Neurobiology of Yoga Practice

Neurobiology of Yoga Practice

Danilo Forghieri Santaella (Hospital Israelita Albert Einstein, Brazil & Sports Center of the University of São Paulo (CEPEUSP), Brazil), Rui Ferreira Afonso (Hospital Israelita Albert Einstein, Brazil) and Elisa H. Kozasa (Hospital Israelita Albert Einstein, Brazil)
Copyright: © 2018 |Pages: 15
DOI: 10.4018/978-1-5225-2788-6.ch004
OnDemand PDF Download:
$37.50

Abstract

Although self-knowledge and behavior training have been substantial parts of Yoga for many centuries, neuroscience approach towards the effects of Yoga on cognition and brain functioning/structure is a pretty new field of research. As technology advances, new technical support is gained to investigate long ago experienced traditional Yoga practices. To the extent Yoga gains more supporters all over the world, growing interest arises from many laboratories and research centers in unraveling the “mysteries” surrounding its techniques, making this way a bridge between tradition and science.
Chapter Preview
Top

Introduction

Self-knowledge and behavior training have been substantial parts of Yoga for many centuries. The neuroscience approach towards the effects of Yoga on cognition and brain function/structure is a relatively new field of research. As technology advances, new technical support is gained to investigate long ago experienced traditional Yoga practices. To the extent Yoga gains more supporters all over the world, many researchers become interested in unraveling the “mysteries” surrounding its techniques, and thus, creating connection and a contemporaneous approach for traditional Yoga through the modern understanding of science.

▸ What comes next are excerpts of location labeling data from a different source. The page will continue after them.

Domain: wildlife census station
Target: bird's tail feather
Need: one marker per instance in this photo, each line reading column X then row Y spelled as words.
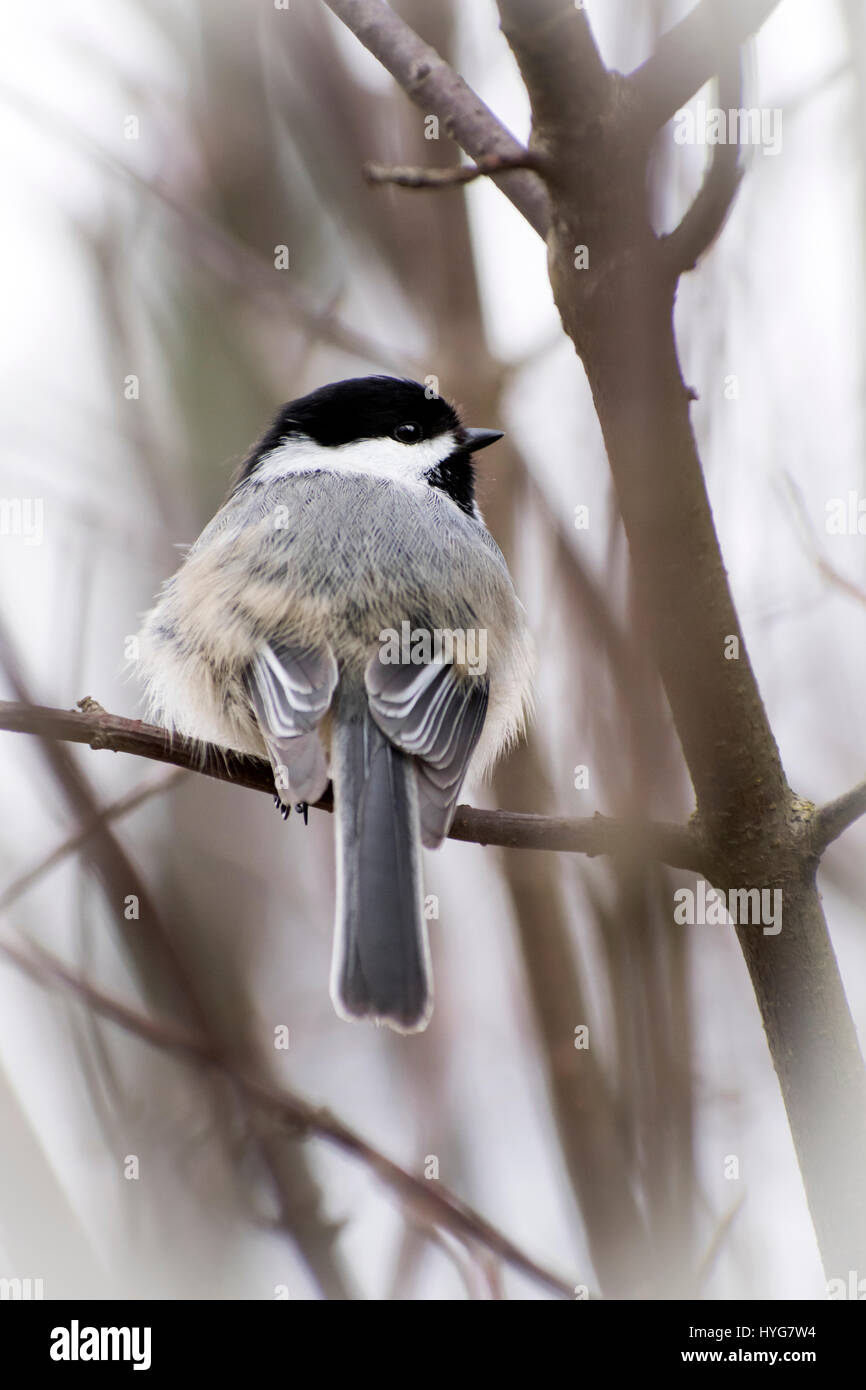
column 381, row 958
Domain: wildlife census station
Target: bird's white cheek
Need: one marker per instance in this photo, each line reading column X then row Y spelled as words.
column 374, row 458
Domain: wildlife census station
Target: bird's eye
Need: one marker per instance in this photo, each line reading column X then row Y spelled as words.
column 409, row 432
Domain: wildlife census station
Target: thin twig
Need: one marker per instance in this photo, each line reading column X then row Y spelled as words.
column 836, row 816
column 708, row 214
column 111, row 812
column 434, row 1201
column 438, row 91
column 687, row 56
column 412, row 175
column 672, row 844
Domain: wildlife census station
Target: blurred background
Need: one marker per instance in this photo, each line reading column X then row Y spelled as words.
column 157, row 157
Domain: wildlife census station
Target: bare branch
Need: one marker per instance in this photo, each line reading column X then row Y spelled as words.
column 836, row 816
column 676, row 845
column 708, row 214
column 438, row 91
column 111, row 812
column 687, row 56
column 435, row 1203
column 559, row 61
column 410, row 175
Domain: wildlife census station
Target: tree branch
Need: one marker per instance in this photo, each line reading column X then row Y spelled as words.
column 708, row 214
column 676, row 845
column 412, row 175
column 559, row 61
column 833, row 819
column 438, row 91
column 433, row 1200
column 687, row 56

The role of a researcher is to methodically observe and describe phenomena. Similarly, the practice of yoga leads the practitioner to meticulously observe his/her thoughts and feelings. In the absence of instruments to explain such events, the sages of the past have explained some psychological and physiological phenomena based on myths, stories and symbols (Campbell, 1991). The definition of Yoga by Patanjali: “Yoga's citta vrtti nirodhah” (Yoga is the silencing of the modifications of the mind) can now be better understood from a neuroscientific perspective. In this ancient text, the author reveals the existence of obstacles (kleśāḥ) that prevent the human being from living a joyful life. The psychological distress caused by kleśāḥ is based on ignorance, which is understood in the philosophy of Yoga as confounding the Self with mental activity. In modern language, one could say that stress, depression and anxiety are some of these obstacles. Such obstacles affect circuitries in the central nervous system, which are strengthened at each and every access. The same way, specific components of yoga may positively influence cognitive, emotional, behavioral, and autonomic modulation of the human being, through an emphasis on interoception and bottom-up input, resulting in physical and psychological health, as well as through a top-down regulation during meditation, quieting mind and body. According to some authors, yoga is formed by a vast group of synergistic tools, which aim at integrating high and low-level brain systems, and creates a self-feeding process of afferent and re-afferent inputs, such as somatosensory, viscerosensory, and chemosensory ones (Gard, Noggle, Park, Vago, & Wilson, 2014a).